Ci sperava, anche se non è mai stato sicuro della designazione fino
al voto finale del plenum del Csm.
«Ringrazio il Csm per la fiducia che ha riposto nelle mie capacità
professionali. E’ un incarico di grande responsabilità, che cercherò
nei fatti di svolgere nel modo migliore. Alla Procura nazionale
troverò colleghi che conosco da anni. Sono tutti amici. Del resto,
la gestione di Pietro Grasso è stata assai positiva e non ci sarà
molto da cambiare. Lavorerò sul solco dei miei predecessori,
affrontando quella che ritengo la prima grande sfida nelle indagini
sulle mafie: la trans nazionalità delle organizzazioni criminali.

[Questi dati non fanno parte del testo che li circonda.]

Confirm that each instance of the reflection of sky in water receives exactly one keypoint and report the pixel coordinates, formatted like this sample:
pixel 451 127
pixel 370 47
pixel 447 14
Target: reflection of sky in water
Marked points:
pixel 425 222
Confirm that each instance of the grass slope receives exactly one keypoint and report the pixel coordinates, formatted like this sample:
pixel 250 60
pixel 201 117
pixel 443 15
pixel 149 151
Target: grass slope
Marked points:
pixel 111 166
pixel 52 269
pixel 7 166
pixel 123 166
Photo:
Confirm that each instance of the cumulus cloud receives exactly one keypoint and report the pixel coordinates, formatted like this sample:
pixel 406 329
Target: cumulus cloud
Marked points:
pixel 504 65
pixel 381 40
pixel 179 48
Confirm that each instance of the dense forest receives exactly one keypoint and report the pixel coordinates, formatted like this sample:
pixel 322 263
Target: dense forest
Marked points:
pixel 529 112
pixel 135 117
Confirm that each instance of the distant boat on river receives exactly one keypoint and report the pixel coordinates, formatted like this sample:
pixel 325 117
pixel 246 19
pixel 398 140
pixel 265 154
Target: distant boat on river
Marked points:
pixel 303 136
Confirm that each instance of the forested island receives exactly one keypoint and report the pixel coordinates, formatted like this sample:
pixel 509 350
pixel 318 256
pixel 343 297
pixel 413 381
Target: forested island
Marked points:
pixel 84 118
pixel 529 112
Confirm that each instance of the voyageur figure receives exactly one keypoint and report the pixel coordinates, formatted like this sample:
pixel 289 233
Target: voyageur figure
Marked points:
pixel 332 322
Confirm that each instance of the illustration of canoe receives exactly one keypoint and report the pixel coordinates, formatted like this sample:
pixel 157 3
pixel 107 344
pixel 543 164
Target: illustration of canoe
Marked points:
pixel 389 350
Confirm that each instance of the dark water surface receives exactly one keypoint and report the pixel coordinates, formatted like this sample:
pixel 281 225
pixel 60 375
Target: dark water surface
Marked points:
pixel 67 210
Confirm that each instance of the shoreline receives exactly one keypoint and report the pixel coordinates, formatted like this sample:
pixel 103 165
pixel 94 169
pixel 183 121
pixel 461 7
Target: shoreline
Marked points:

Chi pensa che le indagini siano vincenti chiudendosi nel nostro
ambito nazionale sbaglia. I grossi gruppi mafiosi hanno agganci
oltre l’Italia, fanno affari allargati, appoggi in Europa e altrove.
Dobbiamo attrezzarci sempre di più su questo, puntando molto sulla
cooperazione internazionale, il lavoro stretto con gli inquirenti di
altri Paesi e con le loro strutture di intelligence. Per questo,
occorrono norme condivise e accordi di collaborazione. Le mafie sono
una priorità internazionale. Vanno affrontate con tecnologie
investigative adeguate e intese allargate. Quello della banche dati
è un argomento su cui si potrebbe dire tanto. Sono strumento
indispensabile, da potenziare e rafforzare. Le emergenze ci sono, le
approfondiremo. Il riciclaggio, ad esempio, è il cancro che alimenta
le mafie. Occorrono norme sempre più rigide.
Mi dispiace lasciare la Procura di Salerno, come mi dispiacque
lasciare Napoli. Tutto quello che si poteva fare lo abbiamo fatto.
Ho lavorato, a Napoli come a Salerno, con colleghi di grande
umanità, entusiasmo ed esperienza. Tutti mi hanno trasmesso
qualcosa. Mi insedierò a Roma entro pochi giorni. Mi dicono già per
il dieci agosto. Lo spero, bisogna mettersi subito al lavoro».
Non ci resta nell’interesse dello Stato, che siamo tutti noi, di
augurargli buon lavoro.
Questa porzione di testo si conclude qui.